Get to grips with grain
Wimbledon Windmill Museum, Wimbledon Common
One of the many informative notices at this museum explains that you never build a windmill when you can build a watermill. Rivers rarely change direction and water power is easier to harness. Yet in 1816 Charles March applied for permission to put up a windmill on Wimbledon Common – though the River Wandle flows a couple of miles to the east and its banks were lined with watermills in those days. It seems that Wimbledon folk wanted to be able to grind their own grain locally rather than buying someone else’s flour. March was granted a 99-year lease on a small plot of common land “upon this special condition that he shall erect and keep up a public Corn Mill for the advantage and convenience of the neighbourhood.”
Charles March was not a millwright but a carpenter, which may explain why he constructed such a large and elaborate windmill almost entirely out of wood. Originally only the ground floor was brick but the second storey was rebuilt in brick after the mill ceased to be used for its primary purpose in 1864. Fireplaces and chimneys were added and the mill was converted into living accommodation for six families.
In 1975 the windmill’s first floor became a museum. Thanks to a grant from the hallowed Heritage Lottery Fund, the sails were restored to working order in 1999 and the museum was extended to the ground floor, where the exhibits relate mainly to the development and construction of windmills. There’s a collection of millwright’s tools and more than a dozen model mills, all made by the curator.
While the ground floor is conventionally museumish, the collection is more distinctive upstairs, where you can find out how Wimbledon windmill worked, see how grain was milled to produce flour and climb a ladder up to the base of the tower. Shown in the bottom right image below, one Victorian parlour has been retained to give a flavour of residential life here in 1870.
The volunteer staff are welcoming and well informed. The shop is stocked with all things Wimbledon and windmills, and if you’re short on time you can visit it without paying the museum admission charge – which is anyway extremely affordable. You could come here for a month of Saturdays and Sundays for the price of one ascent of the ArcelorMittal Orbit.

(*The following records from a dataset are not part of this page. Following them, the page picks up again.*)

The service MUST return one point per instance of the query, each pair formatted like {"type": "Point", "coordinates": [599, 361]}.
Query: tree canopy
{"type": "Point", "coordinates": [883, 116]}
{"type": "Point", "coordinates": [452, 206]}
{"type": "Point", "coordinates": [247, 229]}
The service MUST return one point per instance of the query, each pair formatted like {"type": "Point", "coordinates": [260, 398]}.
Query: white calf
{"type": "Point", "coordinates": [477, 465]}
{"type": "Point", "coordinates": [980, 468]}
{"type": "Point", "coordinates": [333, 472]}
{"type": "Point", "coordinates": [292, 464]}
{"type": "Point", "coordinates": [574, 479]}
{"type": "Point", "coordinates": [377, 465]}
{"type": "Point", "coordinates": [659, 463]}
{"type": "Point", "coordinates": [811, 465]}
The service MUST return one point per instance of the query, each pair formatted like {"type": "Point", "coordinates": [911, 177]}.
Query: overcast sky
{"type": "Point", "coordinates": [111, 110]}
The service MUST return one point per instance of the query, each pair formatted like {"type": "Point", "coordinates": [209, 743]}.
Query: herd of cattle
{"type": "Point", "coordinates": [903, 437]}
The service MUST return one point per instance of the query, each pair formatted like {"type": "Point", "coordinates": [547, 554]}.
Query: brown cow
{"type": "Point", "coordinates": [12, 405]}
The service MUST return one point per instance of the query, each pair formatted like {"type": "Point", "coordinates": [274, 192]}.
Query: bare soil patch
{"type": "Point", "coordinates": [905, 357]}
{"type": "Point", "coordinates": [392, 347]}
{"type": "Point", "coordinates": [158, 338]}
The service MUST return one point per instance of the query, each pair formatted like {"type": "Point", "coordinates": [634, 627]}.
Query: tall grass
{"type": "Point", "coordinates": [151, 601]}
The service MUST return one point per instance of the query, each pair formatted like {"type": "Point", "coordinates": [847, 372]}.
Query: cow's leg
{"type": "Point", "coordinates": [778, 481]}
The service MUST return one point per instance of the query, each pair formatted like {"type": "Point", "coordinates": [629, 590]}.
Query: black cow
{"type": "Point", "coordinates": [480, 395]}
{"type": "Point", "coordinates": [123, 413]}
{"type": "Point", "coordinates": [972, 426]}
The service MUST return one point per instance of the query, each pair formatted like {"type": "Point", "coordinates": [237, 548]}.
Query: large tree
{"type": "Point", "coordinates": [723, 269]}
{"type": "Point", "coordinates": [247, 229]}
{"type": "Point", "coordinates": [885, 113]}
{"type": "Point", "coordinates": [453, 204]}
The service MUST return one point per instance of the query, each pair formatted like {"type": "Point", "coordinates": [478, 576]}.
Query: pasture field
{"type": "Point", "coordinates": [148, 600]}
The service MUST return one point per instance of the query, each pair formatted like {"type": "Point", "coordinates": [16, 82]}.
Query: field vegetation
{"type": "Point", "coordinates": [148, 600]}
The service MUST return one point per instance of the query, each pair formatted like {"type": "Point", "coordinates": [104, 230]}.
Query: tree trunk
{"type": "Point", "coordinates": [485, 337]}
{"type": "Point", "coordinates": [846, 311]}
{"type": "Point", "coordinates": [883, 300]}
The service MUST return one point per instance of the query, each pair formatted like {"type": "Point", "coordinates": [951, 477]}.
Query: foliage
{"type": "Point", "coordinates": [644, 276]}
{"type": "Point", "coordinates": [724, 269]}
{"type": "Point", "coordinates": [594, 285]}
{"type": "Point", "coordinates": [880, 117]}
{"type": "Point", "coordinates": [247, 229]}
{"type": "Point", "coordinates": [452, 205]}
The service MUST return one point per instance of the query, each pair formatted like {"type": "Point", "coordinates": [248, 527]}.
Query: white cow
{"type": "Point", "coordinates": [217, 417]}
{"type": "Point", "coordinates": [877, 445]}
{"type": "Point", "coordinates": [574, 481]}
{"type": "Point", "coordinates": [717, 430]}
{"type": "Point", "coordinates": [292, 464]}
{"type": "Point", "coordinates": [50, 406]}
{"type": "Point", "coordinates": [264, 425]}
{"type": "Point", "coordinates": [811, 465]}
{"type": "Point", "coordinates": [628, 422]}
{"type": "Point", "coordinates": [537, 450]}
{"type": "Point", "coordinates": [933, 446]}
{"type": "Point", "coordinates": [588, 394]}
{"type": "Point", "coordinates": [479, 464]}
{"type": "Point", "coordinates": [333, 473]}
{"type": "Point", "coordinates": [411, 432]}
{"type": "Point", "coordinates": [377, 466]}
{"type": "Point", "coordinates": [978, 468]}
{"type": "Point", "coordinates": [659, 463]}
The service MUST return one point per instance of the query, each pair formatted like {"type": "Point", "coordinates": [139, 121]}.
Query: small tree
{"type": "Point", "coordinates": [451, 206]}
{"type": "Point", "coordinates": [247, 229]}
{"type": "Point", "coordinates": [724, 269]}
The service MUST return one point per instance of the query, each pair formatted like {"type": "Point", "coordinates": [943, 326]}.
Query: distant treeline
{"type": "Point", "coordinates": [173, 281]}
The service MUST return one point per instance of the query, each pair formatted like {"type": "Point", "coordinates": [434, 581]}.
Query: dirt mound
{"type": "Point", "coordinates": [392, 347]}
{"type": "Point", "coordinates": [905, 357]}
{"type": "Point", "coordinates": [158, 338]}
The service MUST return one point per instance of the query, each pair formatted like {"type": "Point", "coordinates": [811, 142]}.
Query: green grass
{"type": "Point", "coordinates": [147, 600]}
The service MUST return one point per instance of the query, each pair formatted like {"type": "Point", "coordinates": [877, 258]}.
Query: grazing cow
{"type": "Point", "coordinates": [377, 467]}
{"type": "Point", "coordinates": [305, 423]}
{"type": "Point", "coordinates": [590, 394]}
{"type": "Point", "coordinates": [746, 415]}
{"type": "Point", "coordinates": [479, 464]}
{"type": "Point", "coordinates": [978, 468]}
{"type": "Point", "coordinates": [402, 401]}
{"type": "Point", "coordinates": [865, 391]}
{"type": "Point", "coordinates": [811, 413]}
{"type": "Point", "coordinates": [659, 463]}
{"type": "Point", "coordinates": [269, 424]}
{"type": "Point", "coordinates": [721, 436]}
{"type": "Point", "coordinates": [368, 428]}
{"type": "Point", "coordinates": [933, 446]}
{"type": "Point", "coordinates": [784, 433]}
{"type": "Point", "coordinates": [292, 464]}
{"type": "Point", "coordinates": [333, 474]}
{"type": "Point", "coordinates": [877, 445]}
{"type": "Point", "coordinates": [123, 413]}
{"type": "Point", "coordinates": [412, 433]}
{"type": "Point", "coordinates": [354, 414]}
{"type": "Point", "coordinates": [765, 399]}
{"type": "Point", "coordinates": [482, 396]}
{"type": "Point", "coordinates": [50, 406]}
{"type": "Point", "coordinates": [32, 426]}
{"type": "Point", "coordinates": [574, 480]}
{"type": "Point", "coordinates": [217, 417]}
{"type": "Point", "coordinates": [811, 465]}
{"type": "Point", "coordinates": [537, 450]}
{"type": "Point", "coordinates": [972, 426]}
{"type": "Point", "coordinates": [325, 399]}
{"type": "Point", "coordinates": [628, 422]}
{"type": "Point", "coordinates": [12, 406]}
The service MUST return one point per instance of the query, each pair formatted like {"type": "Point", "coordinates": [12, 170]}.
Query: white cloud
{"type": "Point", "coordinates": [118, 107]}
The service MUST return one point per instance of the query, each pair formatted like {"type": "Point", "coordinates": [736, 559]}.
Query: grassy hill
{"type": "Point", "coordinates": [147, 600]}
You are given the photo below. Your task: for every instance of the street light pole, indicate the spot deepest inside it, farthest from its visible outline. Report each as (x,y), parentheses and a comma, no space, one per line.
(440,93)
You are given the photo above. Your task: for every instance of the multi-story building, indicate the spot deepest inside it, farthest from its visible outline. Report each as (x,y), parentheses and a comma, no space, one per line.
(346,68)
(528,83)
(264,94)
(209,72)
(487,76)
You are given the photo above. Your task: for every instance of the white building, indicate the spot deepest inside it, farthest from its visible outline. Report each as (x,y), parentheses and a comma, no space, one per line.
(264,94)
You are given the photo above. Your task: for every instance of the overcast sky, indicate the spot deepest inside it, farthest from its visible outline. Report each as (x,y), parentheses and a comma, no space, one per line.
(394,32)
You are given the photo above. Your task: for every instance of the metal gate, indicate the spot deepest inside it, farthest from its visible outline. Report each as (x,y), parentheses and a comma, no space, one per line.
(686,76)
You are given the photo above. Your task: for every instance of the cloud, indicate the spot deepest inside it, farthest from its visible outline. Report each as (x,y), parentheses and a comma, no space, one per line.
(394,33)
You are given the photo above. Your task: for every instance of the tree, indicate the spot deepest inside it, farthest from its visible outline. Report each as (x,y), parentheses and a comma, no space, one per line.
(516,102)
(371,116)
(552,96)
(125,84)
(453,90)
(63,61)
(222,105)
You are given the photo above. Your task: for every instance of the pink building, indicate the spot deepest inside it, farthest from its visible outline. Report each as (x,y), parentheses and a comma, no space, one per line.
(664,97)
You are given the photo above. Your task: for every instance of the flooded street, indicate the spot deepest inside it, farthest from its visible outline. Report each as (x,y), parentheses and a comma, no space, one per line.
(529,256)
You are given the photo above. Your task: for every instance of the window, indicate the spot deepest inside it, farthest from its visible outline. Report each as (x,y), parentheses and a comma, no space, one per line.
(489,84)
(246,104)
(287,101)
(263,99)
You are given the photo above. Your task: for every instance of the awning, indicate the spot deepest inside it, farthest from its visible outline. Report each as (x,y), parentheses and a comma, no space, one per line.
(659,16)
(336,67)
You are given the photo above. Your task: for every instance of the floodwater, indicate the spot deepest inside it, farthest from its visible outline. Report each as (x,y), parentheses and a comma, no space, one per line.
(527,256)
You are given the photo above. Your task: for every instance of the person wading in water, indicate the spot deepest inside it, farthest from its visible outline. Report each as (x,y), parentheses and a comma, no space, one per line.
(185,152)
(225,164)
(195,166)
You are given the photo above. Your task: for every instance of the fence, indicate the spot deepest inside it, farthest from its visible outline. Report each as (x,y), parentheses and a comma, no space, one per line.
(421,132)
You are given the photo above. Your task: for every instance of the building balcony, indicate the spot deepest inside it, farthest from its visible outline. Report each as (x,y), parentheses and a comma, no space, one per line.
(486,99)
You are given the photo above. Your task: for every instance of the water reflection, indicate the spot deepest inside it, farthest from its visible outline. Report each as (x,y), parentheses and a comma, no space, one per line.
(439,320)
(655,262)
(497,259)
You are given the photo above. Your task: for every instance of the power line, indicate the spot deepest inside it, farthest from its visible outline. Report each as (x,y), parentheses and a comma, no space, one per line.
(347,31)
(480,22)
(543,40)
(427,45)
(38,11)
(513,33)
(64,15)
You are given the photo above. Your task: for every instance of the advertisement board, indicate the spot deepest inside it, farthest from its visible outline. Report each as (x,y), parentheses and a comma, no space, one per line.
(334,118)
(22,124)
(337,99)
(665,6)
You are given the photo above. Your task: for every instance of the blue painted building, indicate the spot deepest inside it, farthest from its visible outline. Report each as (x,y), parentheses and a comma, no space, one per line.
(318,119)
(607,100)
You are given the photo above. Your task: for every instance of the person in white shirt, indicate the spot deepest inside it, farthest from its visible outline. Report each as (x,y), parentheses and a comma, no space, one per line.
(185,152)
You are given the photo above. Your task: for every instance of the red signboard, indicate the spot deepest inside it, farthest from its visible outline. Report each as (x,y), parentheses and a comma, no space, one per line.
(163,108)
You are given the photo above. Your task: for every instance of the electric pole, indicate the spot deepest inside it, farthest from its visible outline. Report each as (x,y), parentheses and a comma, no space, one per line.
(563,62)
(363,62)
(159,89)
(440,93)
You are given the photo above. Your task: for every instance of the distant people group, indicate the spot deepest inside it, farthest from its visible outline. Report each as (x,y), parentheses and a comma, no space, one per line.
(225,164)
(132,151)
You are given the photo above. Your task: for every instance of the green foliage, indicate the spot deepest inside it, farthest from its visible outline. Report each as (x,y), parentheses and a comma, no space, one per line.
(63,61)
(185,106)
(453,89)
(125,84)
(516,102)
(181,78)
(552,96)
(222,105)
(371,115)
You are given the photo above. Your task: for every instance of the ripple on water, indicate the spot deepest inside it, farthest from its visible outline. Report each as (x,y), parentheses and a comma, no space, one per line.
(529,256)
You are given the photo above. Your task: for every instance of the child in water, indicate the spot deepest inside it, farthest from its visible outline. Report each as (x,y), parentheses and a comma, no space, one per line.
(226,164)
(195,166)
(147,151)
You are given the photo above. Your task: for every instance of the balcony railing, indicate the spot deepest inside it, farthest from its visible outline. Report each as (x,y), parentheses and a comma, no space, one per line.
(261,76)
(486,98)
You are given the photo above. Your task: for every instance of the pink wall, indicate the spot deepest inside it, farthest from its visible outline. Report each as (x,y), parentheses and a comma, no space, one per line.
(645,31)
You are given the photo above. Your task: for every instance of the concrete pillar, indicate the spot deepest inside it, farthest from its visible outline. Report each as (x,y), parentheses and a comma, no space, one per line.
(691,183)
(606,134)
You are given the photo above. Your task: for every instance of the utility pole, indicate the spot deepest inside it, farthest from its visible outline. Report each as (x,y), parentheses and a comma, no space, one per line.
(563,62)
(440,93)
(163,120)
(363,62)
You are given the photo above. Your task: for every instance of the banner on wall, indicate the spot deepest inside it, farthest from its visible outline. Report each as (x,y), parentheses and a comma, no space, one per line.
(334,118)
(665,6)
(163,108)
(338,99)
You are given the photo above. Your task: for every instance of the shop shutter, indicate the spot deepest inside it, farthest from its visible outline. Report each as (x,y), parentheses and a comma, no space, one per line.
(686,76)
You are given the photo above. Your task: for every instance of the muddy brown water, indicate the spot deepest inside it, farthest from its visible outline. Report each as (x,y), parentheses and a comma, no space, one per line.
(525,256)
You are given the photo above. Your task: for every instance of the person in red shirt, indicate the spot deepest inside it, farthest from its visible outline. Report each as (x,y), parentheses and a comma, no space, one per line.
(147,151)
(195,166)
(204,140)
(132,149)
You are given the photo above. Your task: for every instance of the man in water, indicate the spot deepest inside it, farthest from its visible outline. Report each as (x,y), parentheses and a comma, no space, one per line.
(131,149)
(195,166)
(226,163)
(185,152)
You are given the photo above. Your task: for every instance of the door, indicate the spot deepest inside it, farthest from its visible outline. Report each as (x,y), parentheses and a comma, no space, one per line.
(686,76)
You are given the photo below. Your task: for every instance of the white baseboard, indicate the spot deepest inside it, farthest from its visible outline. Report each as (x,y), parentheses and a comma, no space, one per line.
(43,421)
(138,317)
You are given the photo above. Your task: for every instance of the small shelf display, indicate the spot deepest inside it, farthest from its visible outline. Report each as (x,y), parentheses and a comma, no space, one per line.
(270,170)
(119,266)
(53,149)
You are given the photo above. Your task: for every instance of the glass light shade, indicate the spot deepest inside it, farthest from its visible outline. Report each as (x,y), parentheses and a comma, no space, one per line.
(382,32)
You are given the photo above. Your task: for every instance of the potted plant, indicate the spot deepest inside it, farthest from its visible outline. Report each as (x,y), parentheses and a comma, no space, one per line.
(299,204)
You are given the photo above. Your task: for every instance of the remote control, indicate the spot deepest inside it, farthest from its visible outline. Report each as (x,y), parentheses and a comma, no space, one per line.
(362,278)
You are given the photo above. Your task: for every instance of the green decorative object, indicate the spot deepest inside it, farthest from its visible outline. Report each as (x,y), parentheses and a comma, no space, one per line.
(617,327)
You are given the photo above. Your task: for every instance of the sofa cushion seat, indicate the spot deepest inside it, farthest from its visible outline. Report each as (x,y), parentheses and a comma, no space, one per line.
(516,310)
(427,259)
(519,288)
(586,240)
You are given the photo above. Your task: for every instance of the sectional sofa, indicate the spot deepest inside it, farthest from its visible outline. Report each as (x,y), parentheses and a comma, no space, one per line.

Several exhibits are especially appealing to kids, notably the participative ones like the hand quern, shown middle right in the set of images below. While visiting the museum for Hidden London, I observed one small child make the transition from believing that wheat had one sole purpose – “making Weetabix” – to understanding the whole ‘grain chain’ and having fun while he was learning. As the family prepared to leave he protested, “I want to stay here longer!”